Menurut Retno, pemerintah belum punya perspektif yang komprehensif dalam memandang dan memperlakukan anak jalanan. "Belum bisa menganggap anak jalanan adalah korban realita sosial," kata dia. Jadi, anak jalanan lebih sering dipandang sebagai penyakit masyarakat.
Retno mengakui sebenarnya sudah ada beberapa dinas yang memiliki perspektif sama dengan aktivis pemerhati anak jalanan. Namun, dinas lain yang menjadi pengambil keputusan dalam penanganan anak jalanan justru belum. "Mereka perlu untuk menyamakan visi," kata Retno.

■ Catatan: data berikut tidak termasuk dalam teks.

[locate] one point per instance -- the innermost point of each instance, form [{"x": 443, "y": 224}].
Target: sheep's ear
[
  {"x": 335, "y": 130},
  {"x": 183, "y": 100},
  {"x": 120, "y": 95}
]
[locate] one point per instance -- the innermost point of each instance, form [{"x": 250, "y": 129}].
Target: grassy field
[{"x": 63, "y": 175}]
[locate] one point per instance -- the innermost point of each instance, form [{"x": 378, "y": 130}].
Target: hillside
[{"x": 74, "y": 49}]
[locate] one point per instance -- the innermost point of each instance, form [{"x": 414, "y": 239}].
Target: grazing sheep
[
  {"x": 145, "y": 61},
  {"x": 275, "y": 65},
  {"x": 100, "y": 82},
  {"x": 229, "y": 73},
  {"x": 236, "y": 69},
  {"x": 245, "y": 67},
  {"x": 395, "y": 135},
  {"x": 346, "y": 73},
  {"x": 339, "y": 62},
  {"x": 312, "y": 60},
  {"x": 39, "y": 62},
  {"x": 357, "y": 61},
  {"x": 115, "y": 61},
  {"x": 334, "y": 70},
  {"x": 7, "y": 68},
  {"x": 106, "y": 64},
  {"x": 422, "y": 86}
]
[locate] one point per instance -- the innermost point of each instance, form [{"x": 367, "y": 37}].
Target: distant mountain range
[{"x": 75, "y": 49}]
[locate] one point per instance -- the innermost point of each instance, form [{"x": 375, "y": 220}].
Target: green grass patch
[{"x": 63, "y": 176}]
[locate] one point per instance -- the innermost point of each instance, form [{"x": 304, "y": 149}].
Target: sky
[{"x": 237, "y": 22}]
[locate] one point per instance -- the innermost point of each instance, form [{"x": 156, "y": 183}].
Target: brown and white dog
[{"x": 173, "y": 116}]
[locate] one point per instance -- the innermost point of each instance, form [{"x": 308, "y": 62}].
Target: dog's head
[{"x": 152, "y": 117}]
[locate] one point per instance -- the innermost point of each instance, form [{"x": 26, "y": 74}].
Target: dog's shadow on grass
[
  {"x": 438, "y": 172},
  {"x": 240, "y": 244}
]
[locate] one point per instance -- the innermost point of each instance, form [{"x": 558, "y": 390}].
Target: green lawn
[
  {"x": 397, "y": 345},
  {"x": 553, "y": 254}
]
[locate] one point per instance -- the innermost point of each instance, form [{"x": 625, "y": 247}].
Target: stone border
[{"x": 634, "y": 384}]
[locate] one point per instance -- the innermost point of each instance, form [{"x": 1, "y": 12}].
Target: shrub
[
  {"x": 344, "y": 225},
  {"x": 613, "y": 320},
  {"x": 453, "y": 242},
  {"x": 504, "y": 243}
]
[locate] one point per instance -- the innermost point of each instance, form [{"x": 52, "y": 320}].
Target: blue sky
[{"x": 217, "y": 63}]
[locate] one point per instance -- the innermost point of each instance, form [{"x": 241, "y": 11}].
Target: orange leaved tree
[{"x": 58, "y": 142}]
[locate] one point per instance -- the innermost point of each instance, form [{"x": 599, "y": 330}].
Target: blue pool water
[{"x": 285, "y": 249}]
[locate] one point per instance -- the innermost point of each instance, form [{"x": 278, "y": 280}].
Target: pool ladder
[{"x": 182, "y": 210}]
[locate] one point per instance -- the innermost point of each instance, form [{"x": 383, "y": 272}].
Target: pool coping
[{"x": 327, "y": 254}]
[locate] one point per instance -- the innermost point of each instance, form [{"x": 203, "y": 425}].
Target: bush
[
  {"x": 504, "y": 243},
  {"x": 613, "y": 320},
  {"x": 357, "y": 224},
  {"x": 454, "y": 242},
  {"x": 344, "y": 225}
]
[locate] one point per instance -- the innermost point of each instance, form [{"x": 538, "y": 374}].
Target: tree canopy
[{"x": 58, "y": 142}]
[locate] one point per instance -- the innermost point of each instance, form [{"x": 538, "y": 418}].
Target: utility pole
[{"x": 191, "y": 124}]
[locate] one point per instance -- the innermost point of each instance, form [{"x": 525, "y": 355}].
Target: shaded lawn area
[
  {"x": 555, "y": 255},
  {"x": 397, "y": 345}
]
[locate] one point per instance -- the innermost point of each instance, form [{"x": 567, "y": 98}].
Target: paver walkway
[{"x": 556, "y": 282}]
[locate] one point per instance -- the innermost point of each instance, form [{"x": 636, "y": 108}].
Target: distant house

Retno tak tahu persis berapa jumlah anak jalanan di Surakarta. "Kami baru menjangkau 103 anak jalanan," katanya. Dia yakin jumlah anak jalanan yang berhasil dijangkau hanya sebagian kecil dari jumlah anak jalanan yang ada di Surakarta.
Kepala Bidang Sosial Dinas Sosial Tenaga Kerja dan Transmigrasi Kota Surakarta, Agus Hartanto, menyatakan instansinya tak memiliki data jumlah anak jalanan di Surakarta. Dia mengakui pihaknya belum memiliki program untuk anak jalanan. "Kami hanya bisa merazia mereka," kata Agus.
Razia terhadap anak jalanan itu dilakukan dua kali dalam sebulan, bersamaan dengan razia gelandangan dan orang telantar. Dalam satu kali razia, rata-rata terjaring empat anak jalanan. Mereka kemudian dimasukkan ke lembaga pelatihan keterampilan. "Tapi, sering lari," kata Agus. Untuk kegiatan ini, per tahun pemerintah Surakarta menganggarkan dana Rp 50 juta.